Similarly, I respect the chefs I know. They work hard and are fiercely dedicated to what they do. We should all be enormously grateful that they have transformed New Zealand from the dull, stodgy, meat-and-three-veges culture that I knew when I was growing up.
So what’s the problem? Why am I strangely relieved that consignments of wine no longer turn up on my doorstep from companies hoping for a favourable review, and that I no longer get paid to dine at some of the country’s best restaurants?

Here’s why: in the end, I was repelled by all the hype.
At some indeterminable point during the past decade, the business of wine and food moved beyond the simple appreciation of eating and drinking. It morphed into something approaching a cult.

Glossy food and wine magazines proliferated beyond reason. In some metropolitan newspapers, space previously devoted to issues of public importance was taken over by café reviews and articles about the food fad du jour.
Chefs, winemakers and even baristas became celebrities, lionised like pop stars. Entire display stands in bookshops were devoted to expensive recipe books, their creators posing on the covers like kitchen gods.

The language of food and wine became progressively more preposterous. Wine critics not only discovered that they could get away with laughably pretentious writing, but that it resulted in them being even more revered.
Restaurant menus began to look as if composed by graduates of creative writing schools. The concept of simple things done well seemed to be abandoned as restaurants competed to create ever more exotic combinations.

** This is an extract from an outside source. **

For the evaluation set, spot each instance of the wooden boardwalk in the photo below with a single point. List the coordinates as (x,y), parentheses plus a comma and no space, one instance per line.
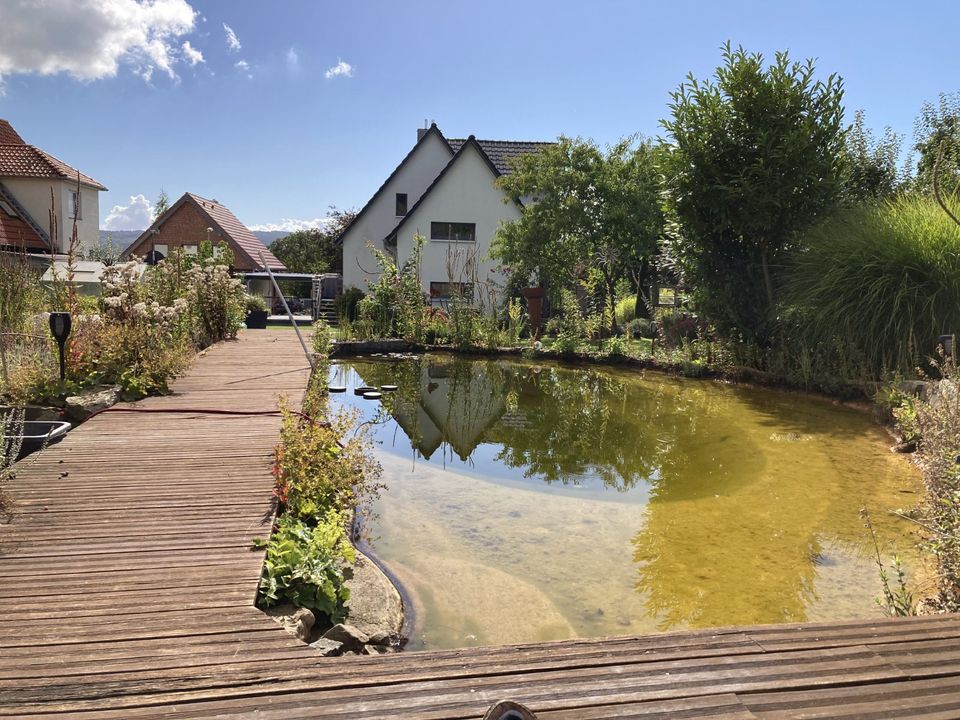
(127,583)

Some worked, many didn’t.

Perhaps worst of all, it got to the point where you couldn’t turn on the television without being confronted by food shows.
At the innocuous end of the spectrum these were honest, simple programmes that often told you something about the culture of a place as well as its cuisine. I quite enjoyed the River Cottage series, for example, and the food-inspired travelogues of Rick Stein.

But then television also gave us excrescences like Gordon Ramsay (I momentarily forgot his name while writing this, so typed “foul-mouthed chef” into Google and there it was) and a serious of contrived, so-called “reality” food shows – a misleading term if ever there was one – in which the primary object seemed to be the humiliation of the contestants.
The latest example of food and drink faddism is the fascination with craft beer. I rejoice in the range of beer now available to consumers, thanks to a new generation of creative independent brewers. But the earnest, bearded cultists who gather at craft beer festivals strike me as only slightly less tragic than men who spend their weekends playing with model planes and boats.

Someone coined the clever term “food porn” to describe the obsession with food and wine and the preponderance of TV shows, magazines and books devoted to the subject. Just as the porn industry does its best to strip sex of its eroticism and mystique (has there ever been a sexy porn movie?), so the simple pleasure of eating and drinking has been contaminated by crass hucksterism. 
How did this come about? Some of the blame must fall on those old culprits, the vulgarians who work in marketing and public relations. Relentlessly talking up anything with a dollar in it is what they do.

I began to lose interest in writing about wine when I sensed that wine companies were increasingly being taken over by aggressive young marketing types who might as well have been promoting Coke, for all they cared or knew about wine, and that the labels they kept pushing forward were not ones that ordinary people could afford to drink.
But marketing and PR spruikers can succeed only if there is a responsive market, and a new type of consumer – affluent, acutely attuned to the trend of the moment and terrified of missing out on whatever’s new – provides it. And I’m not just talking about the impressionable young, because many of the most hopeless food faddists are baby-boomers like me.

We can only hope this is merely an awkward growing phase that an inchoate consumerist society must go through en route to social maturity. And that in due course we will rediscover the simple pleasure of mince on toast.

1 comment:

  1. And have you noticed how travel articles no longer simply focus on what to see and do, but put great emphasis on what and where to eat?